In the Early Christianity, from 6th to 7th century, on Brač were built Early Christianity Churches of which, from the cultural and artistic point of view, the most magnificent and most preserved church is that in Povlja. Croats have settled the island in 7th century, from Neretva area.


Today is considered that Brač is an ancient Illyrian name of one of the noblest animal – deer (in Illyrian Brento, in Greek Elephos) so Brač in history was recorded as Brentis or Elaphusa. Stephen of Byzantium says: Brač is the Adriatic island with a river (?) which Greeks call Elaphusa and other Bretanide.

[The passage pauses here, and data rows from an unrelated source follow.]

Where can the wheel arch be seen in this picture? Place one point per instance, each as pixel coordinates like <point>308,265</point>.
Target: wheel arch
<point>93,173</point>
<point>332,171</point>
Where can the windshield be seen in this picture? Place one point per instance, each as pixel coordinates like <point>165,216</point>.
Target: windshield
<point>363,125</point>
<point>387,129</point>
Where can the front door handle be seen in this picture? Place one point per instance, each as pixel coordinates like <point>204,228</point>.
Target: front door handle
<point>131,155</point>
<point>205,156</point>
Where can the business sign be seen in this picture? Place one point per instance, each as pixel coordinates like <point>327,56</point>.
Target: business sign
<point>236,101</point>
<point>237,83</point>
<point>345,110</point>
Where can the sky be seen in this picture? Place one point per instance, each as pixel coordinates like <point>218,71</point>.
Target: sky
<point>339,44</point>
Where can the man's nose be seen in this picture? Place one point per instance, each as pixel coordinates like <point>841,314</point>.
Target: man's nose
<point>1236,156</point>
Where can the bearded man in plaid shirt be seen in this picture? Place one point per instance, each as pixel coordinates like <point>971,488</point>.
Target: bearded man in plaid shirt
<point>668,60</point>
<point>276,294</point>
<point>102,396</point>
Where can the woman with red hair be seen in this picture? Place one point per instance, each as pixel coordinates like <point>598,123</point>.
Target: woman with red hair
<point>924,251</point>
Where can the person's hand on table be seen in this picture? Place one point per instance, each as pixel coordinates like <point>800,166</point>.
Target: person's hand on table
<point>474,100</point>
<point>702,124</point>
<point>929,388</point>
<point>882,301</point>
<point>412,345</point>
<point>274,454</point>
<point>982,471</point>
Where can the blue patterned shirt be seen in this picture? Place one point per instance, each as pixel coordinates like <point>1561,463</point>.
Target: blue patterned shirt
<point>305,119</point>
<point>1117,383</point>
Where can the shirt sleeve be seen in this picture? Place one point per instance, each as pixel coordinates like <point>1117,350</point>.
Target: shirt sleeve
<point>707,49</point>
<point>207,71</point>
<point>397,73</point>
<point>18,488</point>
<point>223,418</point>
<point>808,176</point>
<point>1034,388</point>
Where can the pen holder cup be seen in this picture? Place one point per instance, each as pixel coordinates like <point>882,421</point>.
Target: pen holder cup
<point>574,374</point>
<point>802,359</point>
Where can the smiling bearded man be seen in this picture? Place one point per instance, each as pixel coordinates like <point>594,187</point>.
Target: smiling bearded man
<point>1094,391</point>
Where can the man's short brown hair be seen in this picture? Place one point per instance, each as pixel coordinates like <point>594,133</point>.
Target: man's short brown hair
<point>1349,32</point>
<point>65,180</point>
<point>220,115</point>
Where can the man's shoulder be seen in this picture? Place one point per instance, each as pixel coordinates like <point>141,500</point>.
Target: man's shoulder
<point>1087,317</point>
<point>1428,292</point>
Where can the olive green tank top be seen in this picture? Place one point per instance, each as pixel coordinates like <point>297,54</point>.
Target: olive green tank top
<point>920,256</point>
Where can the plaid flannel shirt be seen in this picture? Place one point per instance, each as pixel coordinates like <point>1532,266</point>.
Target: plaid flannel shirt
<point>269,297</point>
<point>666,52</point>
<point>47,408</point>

The oldest settlement on Brač is picturesque Škrip where is situated the Island of Brač Museum.  The oldest coastal village is Bol, ancient capital is Nerežišća whilst current capital city is Supetar. The Patron Saint of the island of Brač is St George which on the island’s emblem is shown when killing the dragon. Among historical sketches, the cave Kopačina near Donji Humac shall be emphasized. There were found prehistoric remains that prove the human presence in this area, more than 30 000 years old.